Im gegenständlichen Fall ist dem angefochtenen Bescheid ein umfassendes Ermittlungsverfahren durch die belangte Behörde vorangegangen. Für eine Mangelhaftigkeit des Verfahrens ergeben sich aus der Sicht des Bundesverwaltungsgerichtes keinerlei Anhaltspunkte. Vielmehr wurde den Grundsätzen der Amtswegigkeit, der freien Beweiswürdigung, der Erforschung der materiellen Wahrheit und des Parteiengehörs entsprochen. So ist die belangte Behörde ihrer Ermittlungspflicht hinreichend nachgekommen. Der entscheidungswesentliche Sachverhalt wurde nach Durchführung eines ordnungsgemäßen Ermittlungsverfahrens unter schlüssiger Beweiswürdigung der belangten Behörde festgestellt und es wurde in der Beschwerde auch kein dem Ergebnis des Ermittlungsverfahrens der belangten Behörde entgegenstehender oder darüber hinaus gehender Sachverhalt in konkreter und substantiierter Weise behauptet.
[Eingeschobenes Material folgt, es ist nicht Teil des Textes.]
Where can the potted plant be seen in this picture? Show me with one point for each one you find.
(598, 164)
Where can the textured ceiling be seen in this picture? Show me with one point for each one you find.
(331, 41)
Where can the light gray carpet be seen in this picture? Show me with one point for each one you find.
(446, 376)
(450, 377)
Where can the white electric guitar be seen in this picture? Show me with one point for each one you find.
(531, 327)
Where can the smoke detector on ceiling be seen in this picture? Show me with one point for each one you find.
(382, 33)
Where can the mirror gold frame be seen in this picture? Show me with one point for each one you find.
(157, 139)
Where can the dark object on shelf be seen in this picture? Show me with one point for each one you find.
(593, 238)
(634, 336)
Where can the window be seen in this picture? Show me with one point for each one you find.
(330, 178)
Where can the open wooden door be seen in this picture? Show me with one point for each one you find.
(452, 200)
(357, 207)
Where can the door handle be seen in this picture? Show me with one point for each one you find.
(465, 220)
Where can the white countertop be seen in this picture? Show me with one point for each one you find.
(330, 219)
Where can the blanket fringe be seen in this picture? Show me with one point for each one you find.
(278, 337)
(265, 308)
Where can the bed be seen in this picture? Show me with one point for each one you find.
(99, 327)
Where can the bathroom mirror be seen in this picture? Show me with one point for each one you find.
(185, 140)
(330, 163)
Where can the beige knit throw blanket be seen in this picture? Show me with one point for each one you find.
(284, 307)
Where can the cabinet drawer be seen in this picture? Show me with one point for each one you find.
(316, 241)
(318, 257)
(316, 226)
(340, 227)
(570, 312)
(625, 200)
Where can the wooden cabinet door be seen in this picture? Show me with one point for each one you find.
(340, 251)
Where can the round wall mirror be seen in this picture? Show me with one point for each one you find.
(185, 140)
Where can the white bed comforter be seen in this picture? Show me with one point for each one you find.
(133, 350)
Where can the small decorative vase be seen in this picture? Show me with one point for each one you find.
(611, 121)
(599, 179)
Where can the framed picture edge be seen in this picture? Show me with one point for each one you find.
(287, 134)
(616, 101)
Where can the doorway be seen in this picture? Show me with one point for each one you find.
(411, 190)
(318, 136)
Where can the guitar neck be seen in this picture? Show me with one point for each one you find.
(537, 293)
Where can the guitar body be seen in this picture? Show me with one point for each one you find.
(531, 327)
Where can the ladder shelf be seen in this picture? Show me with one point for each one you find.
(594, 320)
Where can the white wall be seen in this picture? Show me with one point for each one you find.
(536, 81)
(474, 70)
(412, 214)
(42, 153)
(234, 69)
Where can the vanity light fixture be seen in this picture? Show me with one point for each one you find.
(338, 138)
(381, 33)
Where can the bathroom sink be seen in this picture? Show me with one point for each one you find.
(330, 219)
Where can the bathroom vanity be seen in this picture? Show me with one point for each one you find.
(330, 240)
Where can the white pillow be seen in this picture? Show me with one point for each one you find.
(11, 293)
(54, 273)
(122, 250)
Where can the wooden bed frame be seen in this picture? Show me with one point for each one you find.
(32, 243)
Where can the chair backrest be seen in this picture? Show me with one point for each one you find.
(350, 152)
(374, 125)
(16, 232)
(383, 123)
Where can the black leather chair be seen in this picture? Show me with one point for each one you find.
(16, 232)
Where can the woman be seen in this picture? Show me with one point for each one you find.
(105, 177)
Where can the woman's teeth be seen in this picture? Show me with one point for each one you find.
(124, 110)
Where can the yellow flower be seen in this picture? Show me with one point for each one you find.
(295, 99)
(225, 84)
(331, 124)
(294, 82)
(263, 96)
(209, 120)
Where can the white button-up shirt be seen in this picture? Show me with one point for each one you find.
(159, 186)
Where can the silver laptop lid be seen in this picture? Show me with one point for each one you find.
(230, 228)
Vor dem Hintergrund dieser Rechtsprechung des Verwaltungsgerichtshofes konnte im vorliegenden Fall die Durchführung einer mündlichen Verhandlung beim Bundesverwaltungsgericht gemäß § 21 Abs. 7 BFA-VG unterbleiben, weil der maßgebliche Sachverhalt aus der Aktenlage in Verbindung mit der Beschwerde samt Ergänzung geklärt war. Was das Vorbringen des BF in der Beschwerde betrifft, so findet sich in dieser kein neues bzw. kein ausreichend konkretes Tatsachenvorbringen, welches die Durchführung einer mündlichen Verhandlung notwendig gemacht hätte.

Zu Spruchteil B) Unzulässigkeit der Revision:

Die Revision ist gemäß Art. 133 Abs. 4 B-VG nicht zulässig, weil die Entscheidung nicht von der Lösung einer Rechtsfrage abhängt, der grundsätzliche Bedeutung zukommt. Weder weicht die gegenständliche Entscheidung von der bisherigen Rechtsprechung des Verwaltungsgerichtshofes ab, noch fehlt es an einer Rechtsprechung; weiters ist die vorliegende Rechtsprechung des Verwaltungsgerichtshofes auch nicht als uneinheitlich zu beurteilen. Auch liegen keine sonstigen Hinweise auf eine grundsätzliche Bedeutung der zu lösenden Rechtsfrage vor.

Die einzelfallbezogene Erstellung einer Gefährdungsprognose, die Interessenabwägung gemäß § 9 BFA-VG und die Bemessung der Dauer eines Aufenthaltsverbots sind im Allgemeinen nicht revisibel (siehe VwGH 20.10.2016, Ra 2016/21/3284; 01.03.2018, Ra 2011/19/0014 und 10.07.2019, Ra 2019/19/3186). Die Revision ist nicht zuzulassen, weil sich das BVwG im vorliegenden Einzelfall an der zitierten höchstgerichtlichen Rechtsprechung orientieren konnte und keine darüberhinausgehende grundsätzliche Rechtsfrage iSd Art 133 Abs 1 B-VG zu lösen war.